BODY FLUIDS Cerebrospinal Fluid: Location: Found in the brain and spinal cord within the central nervous system. Composition: Cerebrospinal fluid is a clear, colorless fluid that contains water, electrolytes, glucose, and proteins. Function: It acts as a cushion, protecting the brain and spinal cord from injury. It also helps transport nutrients and waste products. Synovial Fluid: Location: Found in joints. Composition: Synovial fluid is a viscous, lubricating fluid that contains water, electrolytes, and proteins. Function: It lubricates the joints, reducing friction between bones and facilitating smooth movement. Saliva: Location: Produced by salivary glands in the mouth. Composition: Saliva is a mixture of water, enzymes, mucus, and electrolytes. Function: It helps in the digestion of food, moistens the mouth, and has antimicrobial properties. Gastric Juices: Location: Found in the stomach. Composition: Gastric juices contain hydrochloric acid, enzymes, mucus, and water. Function: These fluids aid in the digestion of food in the stomach. Bile: Location: Produced by the liver and stored in the gallbladder. Composition: Bile is a digestive fluid containing bile salts, pigments, cholesterol, and water. Function: Bile aids in the digestion and absorption of fats.

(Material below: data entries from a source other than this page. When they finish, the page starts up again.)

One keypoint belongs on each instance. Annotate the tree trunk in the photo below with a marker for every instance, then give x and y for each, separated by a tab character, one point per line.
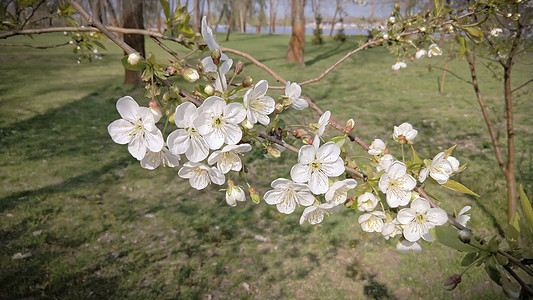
510	172
295	52
133	18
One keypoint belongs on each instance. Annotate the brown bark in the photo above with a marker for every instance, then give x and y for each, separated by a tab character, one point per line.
295	52
510	174
133	18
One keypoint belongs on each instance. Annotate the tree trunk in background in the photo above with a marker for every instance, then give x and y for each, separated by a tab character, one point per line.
295	52
132	14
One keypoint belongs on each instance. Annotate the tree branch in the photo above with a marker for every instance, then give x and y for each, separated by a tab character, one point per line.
488	122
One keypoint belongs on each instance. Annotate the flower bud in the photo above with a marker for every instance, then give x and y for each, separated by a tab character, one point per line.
274	152
350	124
209	90
451	282
134	59
299	133
247	81
215	56
246	124
239	67
278	108
254	195
190	74
464	236
171	70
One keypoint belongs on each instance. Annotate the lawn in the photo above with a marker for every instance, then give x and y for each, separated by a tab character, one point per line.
97	225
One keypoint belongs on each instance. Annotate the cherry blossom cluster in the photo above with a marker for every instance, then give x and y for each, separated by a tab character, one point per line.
208	144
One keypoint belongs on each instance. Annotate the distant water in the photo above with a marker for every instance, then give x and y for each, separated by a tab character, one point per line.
308	30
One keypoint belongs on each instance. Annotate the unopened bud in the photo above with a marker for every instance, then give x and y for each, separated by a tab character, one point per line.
215	56
134	59
451	282
350	201
246	124
166	97
209	90
278	108
190	74
254	195
247	81
298	133
171	70
464	236
239	67
274	152
350	124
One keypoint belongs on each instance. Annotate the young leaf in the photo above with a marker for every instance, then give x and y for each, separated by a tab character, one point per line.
448	237
526	207
128	66
456	186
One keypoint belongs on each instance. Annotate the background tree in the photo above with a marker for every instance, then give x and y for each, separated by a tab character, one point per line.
295	52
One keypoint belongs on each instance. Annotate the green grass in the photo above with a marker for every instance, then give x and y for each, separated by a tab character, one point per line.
111	229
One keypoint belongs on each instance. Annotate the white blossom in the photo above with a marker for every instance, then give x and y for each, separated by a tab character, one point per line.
434	50
404	246
219	122
372	222
377	147
419	219
420	53
152	160
316	164
397	184
398	65
462	218
293	92
286	195
258	105
367	202
229	158
315	214
496	31
235	194
405	133
384	162
136	128
338	192
186	139
201	175
440	169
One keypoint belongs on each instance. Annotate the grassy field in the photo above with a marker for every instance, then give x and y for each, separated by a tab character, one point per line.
99	226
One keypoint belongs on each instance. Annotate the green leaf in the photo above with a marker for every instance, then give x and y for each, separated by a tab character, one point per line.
128	66
526	207
469	259
166	8
513	229
448	237
456	186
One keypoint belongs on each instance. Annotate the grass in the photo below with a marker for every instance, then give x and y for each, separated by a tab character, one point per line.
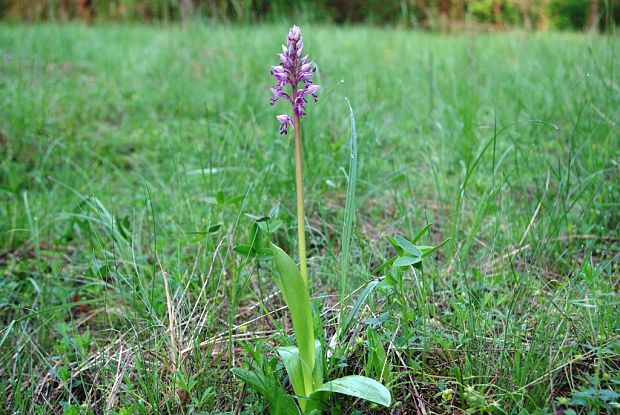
131	155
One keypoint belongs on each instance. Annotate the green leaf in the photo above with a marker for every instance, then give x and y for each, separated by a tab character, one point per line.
359	387
407	246
220	198
377	357
427	250
393	242
243	249
421	233
386	264
358	304
405	261
297	299
270	389
349	213
292	364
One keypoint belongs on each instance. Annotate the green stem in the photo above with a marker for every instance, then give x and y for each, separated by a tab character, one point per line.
301	228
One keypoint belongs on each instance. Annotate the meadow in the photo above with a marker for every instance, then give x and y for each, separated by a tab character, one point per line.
134	159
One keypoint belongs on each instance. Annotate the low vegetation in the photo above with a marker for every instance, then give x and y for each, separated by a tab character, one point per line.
135	162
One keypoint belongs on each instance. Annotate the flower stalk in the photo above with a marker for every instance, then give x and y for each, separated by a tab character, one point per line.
296	72
301	227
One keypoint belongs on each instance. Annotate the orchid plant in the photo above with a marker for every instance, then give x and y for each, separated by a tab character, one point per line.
304	361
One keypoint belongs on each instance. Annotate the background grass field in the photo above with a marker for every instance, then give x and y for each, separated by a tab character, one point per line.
129	156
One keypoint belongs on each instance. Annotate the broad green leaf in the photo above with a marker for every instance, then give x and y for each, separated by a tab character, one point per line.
297	299
393	242
349	215
359	387
386	264
358	304
421	233
405	261
407	246
292	364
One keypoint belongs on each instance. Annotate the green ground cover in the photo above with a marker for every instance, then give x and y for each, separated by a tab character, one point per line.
131	156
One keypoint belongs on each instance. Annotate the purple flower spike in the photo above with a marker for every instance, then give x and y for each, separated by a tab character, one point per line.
296	72
285	121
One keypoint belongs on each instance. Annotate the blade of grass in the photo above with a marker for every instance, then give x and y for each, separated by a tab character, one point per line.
349	215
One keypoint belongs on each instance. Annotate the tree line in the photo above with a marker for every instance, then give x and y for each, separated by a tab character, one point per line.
441	15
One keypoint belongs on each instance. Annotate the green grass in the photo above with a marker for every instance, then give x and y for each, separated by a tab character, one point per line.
122	148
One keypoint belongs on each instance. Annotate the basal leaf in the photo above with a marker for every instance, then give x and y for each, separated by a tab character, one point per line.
292	364
297	299
359	387
407	246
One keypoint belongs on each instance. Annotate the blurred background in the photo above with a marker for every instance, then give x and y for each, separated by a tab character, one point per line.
435	15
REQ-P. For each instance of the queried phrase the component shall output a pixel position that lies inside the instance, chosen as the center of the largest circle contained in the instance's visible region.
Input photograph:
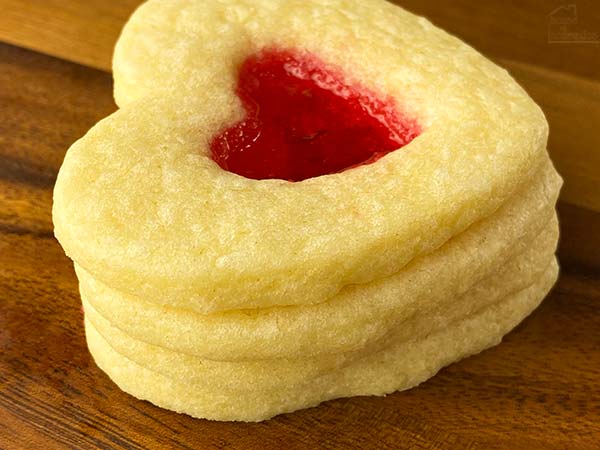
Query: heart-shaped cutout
(303, 120)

Blood – it’s Composition and Functions Blood may be described as a specialized liquid connective tissue that consists of cells surrounded by a liquid extracellular matrix. The extracellular matrix is called blood plasma, and it suspends various cells and cell fragments The specific gravity of whole blood varies from 1.055 to 1.060. The freshly shed, blood is red, thick, opaque and slightly alkaline. Blood is denser and more viscous (thicker) than water and feels slightly sticky. The temperature of blood is 38°C (100.4°F), about 1°C higher than oral or rectal body temperature, and it has a slightly alkaline pH ranging from 7.35 to 7.45 (average = 7.4). The color of blood varies with its oxygen content. When saturated with oxygen, it is bright red. When unsaturated with oxygen, it is dark red. Blood constitutes about 20% of extracellular fluid, amounting to 8% of the total body mass. The blood volume is 5 to 6 liters (1.5 gal) in an average-sized adult male and 4 to 5 liters (1.2 gal) in an average-sized adult female. The gender difference in volume is due to differences in body size.

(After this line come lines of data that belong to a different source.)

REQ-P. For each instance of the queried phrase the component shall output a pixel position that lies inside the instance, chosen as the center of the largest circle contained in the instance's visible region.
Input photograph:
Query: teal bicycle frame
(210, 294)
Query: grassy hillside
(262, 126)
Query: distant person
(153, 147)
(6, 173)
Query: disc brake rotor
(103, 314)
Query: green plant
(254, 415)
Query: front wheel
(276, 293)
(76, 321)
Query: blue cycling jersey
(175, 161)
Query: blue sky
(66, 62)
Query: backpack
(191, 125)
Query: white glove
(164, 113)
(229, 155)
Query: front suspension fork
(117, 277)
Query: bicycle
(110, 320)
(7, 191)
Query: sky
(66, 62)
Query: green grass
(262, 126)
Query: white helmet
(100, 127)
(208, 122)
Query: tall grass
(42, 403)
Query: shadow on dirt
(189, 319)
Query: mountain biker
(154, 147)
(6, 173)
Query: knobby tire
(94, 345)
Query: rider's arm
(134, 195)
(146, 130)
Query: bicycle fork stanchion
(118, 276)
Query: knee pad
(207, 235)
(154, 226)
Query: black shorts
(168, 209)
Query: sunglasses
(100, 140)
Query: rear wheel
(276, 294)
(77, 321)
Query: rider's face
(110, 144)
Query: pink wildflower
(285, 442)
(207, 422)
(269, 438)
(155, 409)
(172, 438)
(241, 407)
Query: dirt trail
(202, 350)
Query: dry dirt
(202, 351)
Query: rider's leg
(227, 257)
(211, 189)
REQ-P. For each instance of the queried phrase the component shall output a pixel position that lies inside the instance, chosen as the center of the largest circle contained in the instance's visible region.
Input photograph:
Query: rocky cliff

FUNCTIONS OF BLOOD Blood has three general functions: 1. Transportation. Blood carries carbon dioxide from body cells back to the lungs for expiration and oxygen from the lungs to the body's cells. It transports hormones from endocrine glands to other body cells and nutrients from the digestive system to other body cells. Additionally, blood carries heat and waste materials to different organs so they can be expelled from the body. 2. Regulation. All bodily fluids are kept in a state of equilibrium when blood is flowing. The water in blood plasma has cooling and heat-absorbing qualities, and its varying rate of flow through the skin—where extra heat can escape from the body—helps regulate body temperature as well. Additionally, the water content of cells is influenced by blood osmotic pressure, primarily through interactions of dissolved. 3. Protection. Blood can clot (become gel-like), which protects against its excessive loss from the cardiovascular system after an injury. In addition, its white blood cells protect against disease by carrying on phagocytosis. Several types of blood proteins, including antibodies, interferons, and complement, help protect against disease in a variety of ways.

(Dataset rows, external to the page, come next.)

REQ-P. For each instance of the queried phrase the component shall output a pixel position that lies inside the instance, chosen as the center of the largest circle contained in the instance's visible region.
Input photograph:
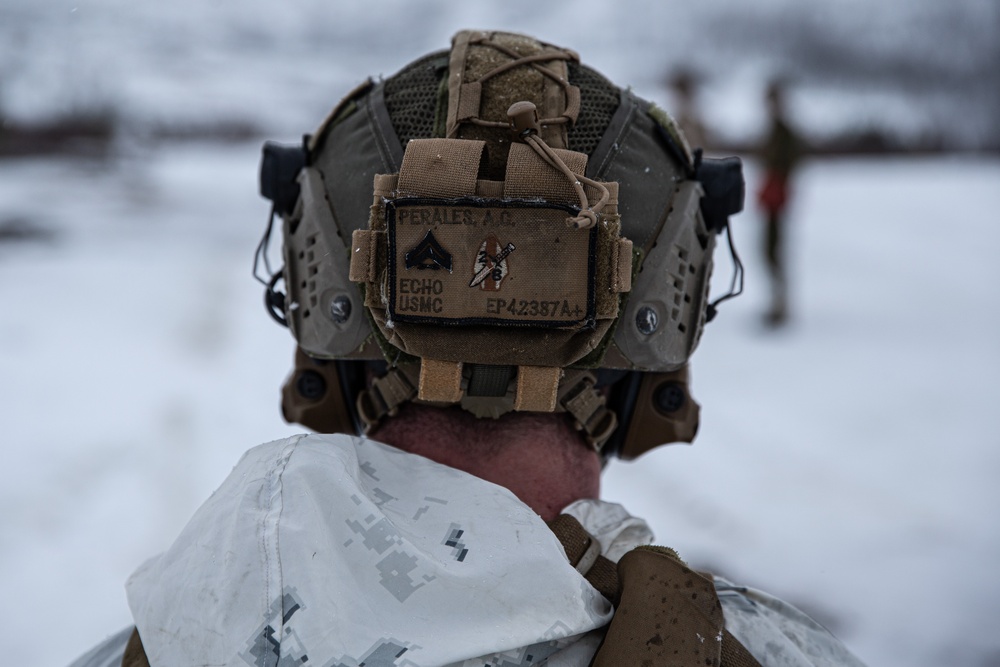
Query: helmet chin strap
(577, 396)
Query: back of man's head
(499, 229)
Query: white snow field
(846, 463)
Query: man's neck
(540, 458)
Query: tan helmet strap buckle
(580, 398)
(383, 398)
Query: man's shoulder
(778, 633)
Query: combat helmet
(498, 227)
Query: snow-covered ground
(845, 463)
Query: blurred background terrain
(846, 461)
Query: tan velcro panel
(364, 254)
(469, 96)
(445, 168)
(537, 388)
(621, 266)
(386, 185)
(456, 79)
(529, 176)
(440, 381)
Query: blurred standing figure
(779, 154)
(684, 83)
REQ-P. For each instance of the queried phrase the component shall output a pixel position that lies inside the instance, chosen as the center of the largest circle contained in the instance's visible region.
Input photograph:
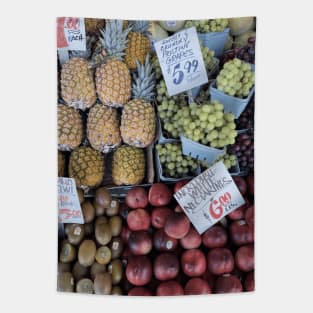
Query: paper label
(68, 202)
(71, 33)
(209, 197)
(181, 61)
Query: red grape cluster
(245, 53)
(244, 150)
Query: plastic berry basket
(214, 41)
(160, 173)
(195, 91)
(199, 151)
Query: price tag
(71, 33)
(209, 197)
(181, 61)
(68, 202)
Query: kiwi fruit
(64, 267)
(75, 233)
(103, 234)
(95, 269)
(80, 194)
(89, 211)
(99, 210)
(86, 253)
(115, 268)
(103, 197)
(116, 247)
(103, 255)
(116, 291)
(65, 282)
(115, 223)
(84, 285)
(103, 284)
(80, 271)
(89, 229)
(67, 253)
(101, 220)
(114, 208)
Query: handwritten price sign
(71, 33)
(181, 61)
(209, 197)
(68, 202)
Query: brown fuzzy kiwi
(115, 268)
(65, 282)
(86, 253)
(117, 247)
(67, 252)
(80, 194)
(103, 255)
(89, 212)
(95, 269)
(64, 267)
(103, 284)
(117, 291)
(80, 271)
(75, 233)
(84, 285)
(114, 208)
(103, 234)
(103, 197)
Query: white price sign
(181, 61)
(71, 34)
(68, 202)
(209, 197)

COMPOSITION OF BLOOD Blood is a highly complex fluid which is composed of two parts-a liquid, called the plasma and different types of cells which remain suspended in the plasma. The cells are called the blood corpuscles. The plasma constitutes about 55%, and the cells about 45% of the total volume of human blood. The blood is made up of more than 10 different cell types. Each of these cell types falls into one of three broad categories: 1. Red blood cells (erythrocytes) 2. White blood cells (leukocytes) 3. Platelets (thrombocytes) The general composition of the whole blood is as follows- Whole blood cells : (a) Red blood corpuscles or erythrocytes (RBC). (b) White blood corpuscles or leucocytes (WBC). (c) Platelets or thrombocytes. Plasma : (a) Water, 91 to 92%, (b) Solids, 8 to 9%. Inorganic constituents : 0.9% Sodium, Potassium, Calcium, Magnésium, Phosphorus , Iron , Copper .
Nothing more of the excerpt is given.